Jhpiego Alumna Illuminata Sanga: Nurses On the Frontlines of Tanzania’s Male Circumcision Campaign to Prevent HIV/AIDS
By Charles Wanga
Iringa, Tanzania – In Tanzania’s efforts to prevent the spread of HIV, Illuminata Sanga is breaking ground and stereotypes. She is among the 200 nurses who are performing voluntary medical male circumcisions (VMMCs) proficiently and safely in an area of Tanzania that has been hit especially hard by the HIV/AIDS epidemic.
Sanga, 36, received her training in VMMC as part of a Jhpiego-supported program funded by the U.S. President’s Emergency Plan for AIDS Relief (PEPFAR) through the U.S. Agency for International Development (USAID) global flagship Maternal and Child Health Integrated Program (MCHIP).
VMMC has become an important component of an HIV prevention strategy that includes condoms, limiting sexual partners and abstinence. Iringa, in the southern highlands of Tanzania, is a region with three times the national average of people living with HIV. Clinical trials have proved that VMMC reduces female-to-male HIV transmission by approximately 60 percent.

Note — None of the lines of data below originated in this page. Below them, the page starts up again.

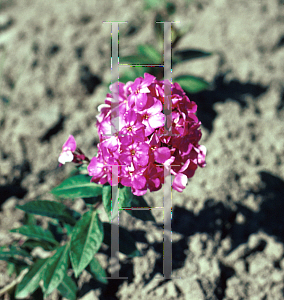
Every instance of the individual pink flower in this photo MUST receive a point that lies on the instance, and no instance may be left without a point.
(141, 146)
(152, 117)
(68, 149)
(139, 90)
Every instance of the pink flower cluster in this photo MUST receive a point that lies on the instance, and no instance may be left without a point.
(138, 147)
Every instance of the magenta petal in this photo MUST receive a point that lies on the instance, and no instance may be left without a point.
(70, 144)
(162, 154)
(180, 182)
(148, 79)
(95, 168)
(157, 120)
(141, 100)
(155, 108)
(139, 182)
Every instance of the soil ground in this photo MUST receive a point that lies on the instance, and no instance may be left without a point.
(228, 225)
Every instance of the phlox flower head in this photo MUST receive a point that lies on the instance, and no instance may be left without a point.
(134, 145)
(139, 148)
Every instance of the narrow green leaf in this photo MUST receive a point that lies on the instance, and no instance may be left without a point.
(153, 4)
(126, 242)
(124, 199)
(191, 84)
(183, 55)
(86, 240)
(14, 251)
(29, 219)
(107, 200)
(95, 269)
(131, 59)
(79, 186)
(92, 200)
(36, 232)
(68, 288)
(150, 53)
(31, 280)
(31, 244)
(13, 260)
(57, 266)
(50, 209)
(11, 268)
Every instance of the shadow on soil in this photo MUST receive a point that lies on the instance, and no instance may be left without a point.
(216, 218)
(223, 91)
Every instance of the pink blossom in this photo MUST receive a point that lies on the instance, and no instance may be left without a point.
(139, 146)
(67, 151)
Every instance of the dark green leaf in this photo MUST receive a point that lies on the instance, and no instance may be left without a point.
(130, 59)
(191, 84)
(31, 280)
(29, 219)
(79, 186)
(68, 228)
(31, 244)
(124, 199)
(183, 55)
(126, 242)
(107, 200)
(132, 73)
(13, 260)
(11, 268)
(57, 266)
(150, 53)
(36, 232)
(86, 240)
(68, 288)
(92, 200)
(97, 271)
(14, 251)
(153, 4)
(50, 209)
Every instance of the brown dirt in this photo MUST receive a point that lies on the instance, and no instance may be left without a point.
(228, 228)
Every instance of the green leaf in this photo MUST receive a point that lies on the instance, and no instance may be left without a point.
(31, 244)
(57, 266)
(92, 200)
(191, 84)
(13, 260)
(132, 73)
(29, 219)
(130, 59)
(126, 242)
(11, 268)
(149, 52)
(50, 209)
(14, 251)
(107, 200)
(79, 186)
(86, 240)
(138, 201)
(124, 198)
(31, 280)
(153, 4)
(68, 288)
(95, 269)
(36, 232)
(183, 55)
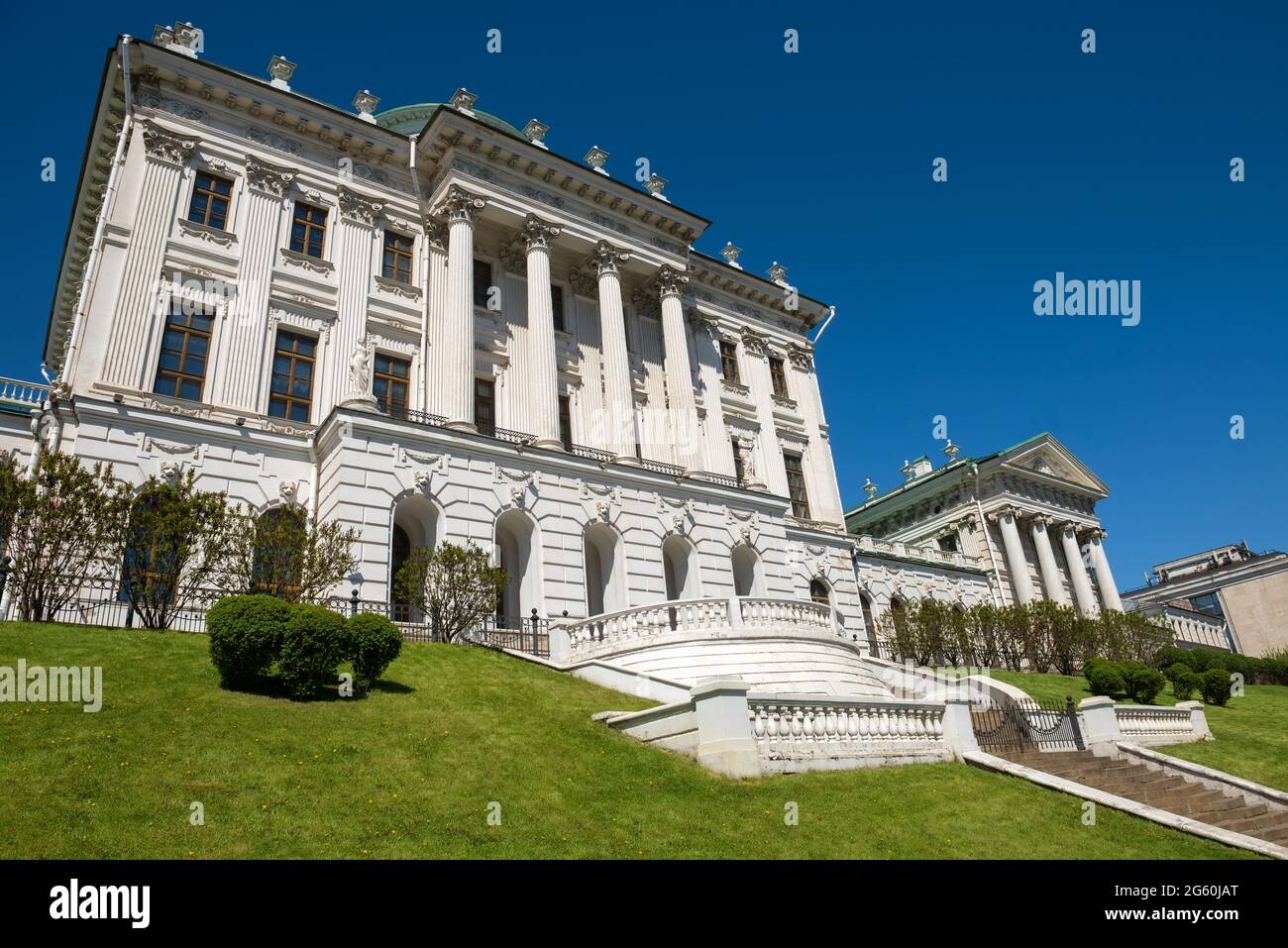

More and more nurses are taking an active role in these VMMC campaigns because they are the health care providers most often on the frontlines in communities throughout Africa. As part of this strategy, nurses do it all—educate, counsel and test, and, as the World Health Organization (WHO) recommends, perform VMMC procedures.
“Over 60 percent of the providers in Iringa are nurses, taking the lead in all steps of the VMMC procedure. This is a strong example of task shifting, a key component of efficiency principles recommended by WHO in scaling up VMMC services in the target countries,” said Dr. Augustino Hellar, VMMC Program Advisor at Jhpiego’s offices in Tanzania.
Sanga came well-prepared for her new assignment.
As a senior operating room nurse at Iringa Regional Hospital, Sanga makes sure that the operating room environment is safe, equipment functions properly and all procedures are conducted under conditions that maximize patient safety. She checks that the surgical instruments are at the ready, and anticipates the surgeon’s every move to help ensure a smooth operation.
Sanga’s attention to detail and organizational skills helped make her proficient in minor surgery. Since Sanga began participating in the VMMC program in 2009, she estimates that she has performed 4,000 procedures for adolescents and men. In the past two and a half years, more than 100,000 clients have received services in Iringa and Njombe regions.
“Nurse Sanga has been a champion of the program in the region. Being one of the first providers to be trained in the VMMC program, she has proven to be a remarkable manager, a very proficient provider, a trainer and also a mentor for newly trained providers,” said Dr. Hellar.
Last year, Sanga was the site manager of Ikonda Health Centre, a VMMC site in Makete district that performed more than 750 circumcisions in less than two weeks—helping to avert up to 170 future HIV infections. “There are times my team performed over a hundred circumcisions a day,” said Sanga, who is married and has two children.
Using the same tactics she uses in the operating theater, Sanga made sure her team “was well-organized, everyone knew their responsibilities and, at the end of the working day and the beginning of the next day, we would sit down to evaluate as well as plan next activities together.”
“I had a remote site so I made sure we were never short of equipment and supplies. Each day we set targets and everyone would work so hard to meet goals,” says Sanga.
Sanga says that she is very motivated by the way the people of Iringa have received the program. Thanks to strong community mobilization and radio advertisements, many residents understand the importance of VMMC in reducing HIV infection.
“I believe I am making a significant contribution,” said Sanga.